Links to other websites
This website may contain links to foreign (meaning non-TechGDPR companies and organisation) websites. TechGDPR is not responsible for the privacy practices or the content of websites other than TechGDPR’s. Therefore, we recommend that you carefully read the privacy statements of such foreign sites.
Explanation
A privacy notice (or sometimes privacy policy) is required to be available wherever data collection takes place. (Art 13 GDPR)
The Data Controller is the party who defines the ‘means and purpose’ of data collection, in this case us.

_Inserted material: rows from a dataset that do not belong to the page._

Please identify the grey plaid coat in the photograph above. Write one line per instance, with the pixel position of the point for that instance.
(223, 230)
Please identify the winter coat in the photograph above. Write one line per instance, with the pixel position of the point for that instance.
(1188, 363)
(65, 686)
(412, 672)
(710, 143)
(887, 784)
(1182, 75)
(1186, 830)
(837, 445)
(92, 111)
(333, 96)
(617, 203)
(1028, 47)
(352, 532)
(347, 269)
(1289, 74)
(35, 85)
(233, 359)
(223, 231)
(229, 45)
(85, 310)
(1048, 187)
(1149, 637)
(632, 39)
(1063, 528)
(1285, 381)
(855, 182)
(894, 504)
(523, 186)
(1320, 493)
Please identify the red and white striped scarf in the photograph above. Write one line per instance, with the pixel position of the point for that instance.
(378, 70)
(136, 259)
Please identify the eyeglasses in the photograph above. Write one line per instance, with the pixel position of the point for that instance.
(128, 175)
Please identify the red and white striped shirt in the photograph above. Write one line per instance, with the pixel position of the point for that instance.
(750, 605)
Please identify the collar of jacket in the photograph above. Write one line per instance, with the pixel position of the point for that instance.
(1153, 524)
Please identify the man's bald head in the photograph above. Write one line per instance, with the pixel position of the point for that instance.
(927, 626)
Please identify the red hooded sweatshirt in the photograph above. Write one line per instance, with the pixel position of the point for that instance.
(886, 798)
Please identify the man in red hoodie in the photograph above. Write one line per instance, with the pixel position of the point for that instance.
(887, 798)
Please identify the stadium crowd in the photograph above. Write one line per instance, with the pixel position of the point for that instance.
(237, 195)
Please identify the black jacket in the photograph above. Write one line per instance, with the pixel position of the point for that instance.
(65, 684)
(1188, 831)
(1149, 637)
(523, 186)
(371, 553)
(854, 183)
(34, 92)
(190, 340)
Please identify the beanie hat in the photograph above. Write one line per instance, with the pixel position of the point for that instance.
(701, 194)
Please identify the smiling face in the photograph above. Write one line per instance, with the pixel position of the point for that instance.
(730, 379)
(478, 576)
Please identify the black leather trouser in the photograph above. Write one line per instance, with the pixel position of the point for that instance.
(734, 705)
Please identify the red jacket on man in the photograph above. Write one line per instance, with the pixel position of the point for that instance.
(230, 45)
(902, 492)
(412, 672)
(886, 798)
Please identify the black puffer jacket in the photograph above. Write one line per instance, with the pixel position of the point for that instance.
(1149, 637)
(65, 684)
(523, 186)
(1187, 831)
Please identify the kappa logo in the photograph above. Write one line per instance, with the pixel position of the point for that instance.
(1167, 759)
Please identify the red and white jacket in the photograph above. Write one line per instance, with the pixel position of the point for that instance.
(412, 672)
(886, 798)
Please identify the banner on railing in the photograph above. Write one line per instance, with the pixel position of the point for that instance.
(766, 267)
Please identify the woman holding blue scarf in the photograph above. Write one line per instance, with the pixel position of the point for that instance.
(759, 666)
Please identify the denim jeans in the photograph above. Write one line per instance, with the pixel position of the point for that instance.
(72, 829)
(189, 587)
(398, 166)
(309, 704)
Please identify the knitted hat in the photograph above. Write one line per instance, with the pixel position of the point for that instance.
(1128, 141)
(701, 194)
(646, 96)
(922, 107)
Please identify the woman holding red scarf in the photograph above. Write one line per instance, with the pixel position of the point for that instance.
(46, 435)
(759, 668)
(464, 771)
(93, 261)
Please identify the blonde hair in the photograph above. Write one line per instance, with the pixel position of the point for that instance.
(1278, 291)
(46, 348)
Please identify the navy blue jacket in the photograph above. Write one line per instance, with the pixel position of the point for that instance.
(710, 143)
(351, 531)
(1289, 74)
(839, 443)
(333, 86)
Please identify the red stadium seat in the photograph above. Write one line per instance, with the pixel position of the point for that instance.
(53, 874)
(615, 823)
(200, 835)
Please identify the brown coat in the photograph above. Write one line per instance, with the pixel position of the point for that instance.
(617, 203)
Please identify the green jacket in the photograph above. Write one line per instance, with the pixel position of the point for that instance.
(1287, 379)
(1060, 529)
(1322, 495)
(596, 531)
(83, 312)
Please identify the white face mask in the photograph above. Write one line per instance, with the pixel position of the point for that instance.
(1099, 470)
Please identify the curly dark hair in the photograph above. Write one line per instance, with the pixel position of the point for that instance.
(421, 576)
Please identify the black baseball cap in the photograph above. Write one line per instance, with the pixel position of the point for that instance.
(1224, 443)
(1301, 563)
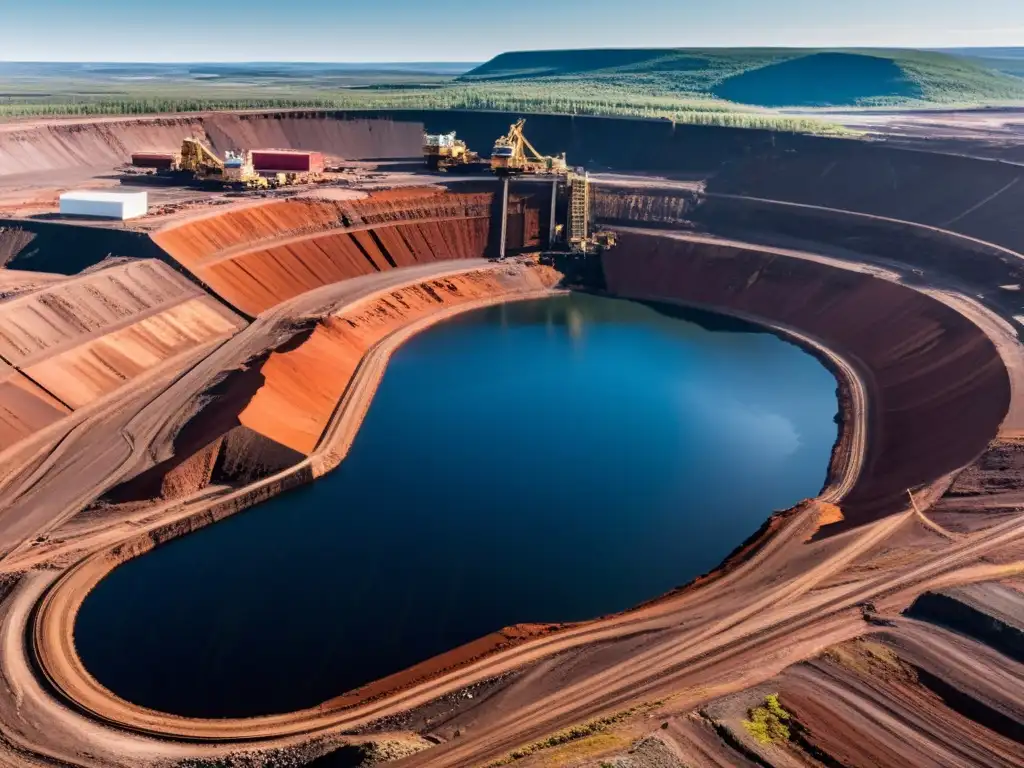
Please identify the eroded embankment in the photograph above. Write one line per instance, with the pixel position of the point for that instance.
(937, 387)
(75, 341)
(272, 413)
(257, 256)
(379, 324)
(108, 142)
(978, 198)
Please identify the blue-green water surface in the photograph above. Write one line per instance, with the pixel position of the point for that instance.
(547, 461)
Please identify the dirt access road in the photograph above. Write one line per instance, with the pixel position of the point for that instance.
(788, 601)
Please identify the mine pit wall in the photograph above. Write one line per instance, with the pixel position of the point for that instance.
(99, 143)
(303, 386)
(272, 414)
(62, 248)
(978, 266)
(936, 385)
(978, 198)
(255, 257)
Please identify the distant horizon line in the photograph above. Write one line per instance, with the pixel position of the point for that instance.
(528, 50)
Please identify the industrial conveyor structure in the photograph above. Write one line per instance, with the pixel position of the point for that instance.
(571, 231)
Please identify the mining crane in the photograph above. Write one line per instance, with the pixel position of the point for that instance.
(510, 156)
(443, 151)
(236, 170)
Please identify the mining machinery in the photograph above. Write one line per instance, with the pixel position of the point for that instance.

We have chosen not to collect Personal Data for our website analytics, nor store any cookies on your device and thereby give you the most privacy friendly way of visiting our website. As a consultancy company we don’t need this level of insight, and we don’t need to ask for your consent to set a cookie or collect your Personal Data when you first visit our website.
We collect Personal Data on forms in different places throughout our website, on the phone or during an in-person conversation. When you provide this data you will have to agree to this privacy policy. We process this data so we can help you discover your GDPR situation, and to be able to communicate and send you an offer for working with us.
We also need to collect and keep some of the data in order to comply with legal requirements. For example, trade invoices need to be kept for 10 years in Germany, and may contain your name or email.
When you send us an inquiry on our website, you have the option to additionally opt-in to marketing communication via email. If you tick this option (which is entirely voluntarily), we will keep your Name and Email address for this purpose until you revoke this consent or unsubscribe.
To keep our servers and systems secure, we keep log files for a very short amount of time. As an IP address constitutes personal data, this is part of this privacy policy as well.
You are generally not required to provide Personal Data, but some of the elements (like IP address) are collected automatically. If you want to get in touch with us, we will need some of your Personal Data in order to facilitate communication.
Under the GDPR, you have a number of Subject’s Rights, such as:
- The right to information
- The right to rectification
- The right to erasure (“to be forgotten”)
- The right to access your information
- The right to data portability
- The right to restriction of processing
- The right to object
In this section we inform you how you can use these rights.
If you are unsatisfied about how we handle your data, you also have the right to lodge a complaint with the responsible Data Protection Authority.
As processing of data of children under the age of 16 (may be different in different countries in the EU) comes with additional requirements, and our services are not intended for those under 16 anyway, we exclude the use of this website for minors.
We also take no responsibility for the data protection on other websites we link to.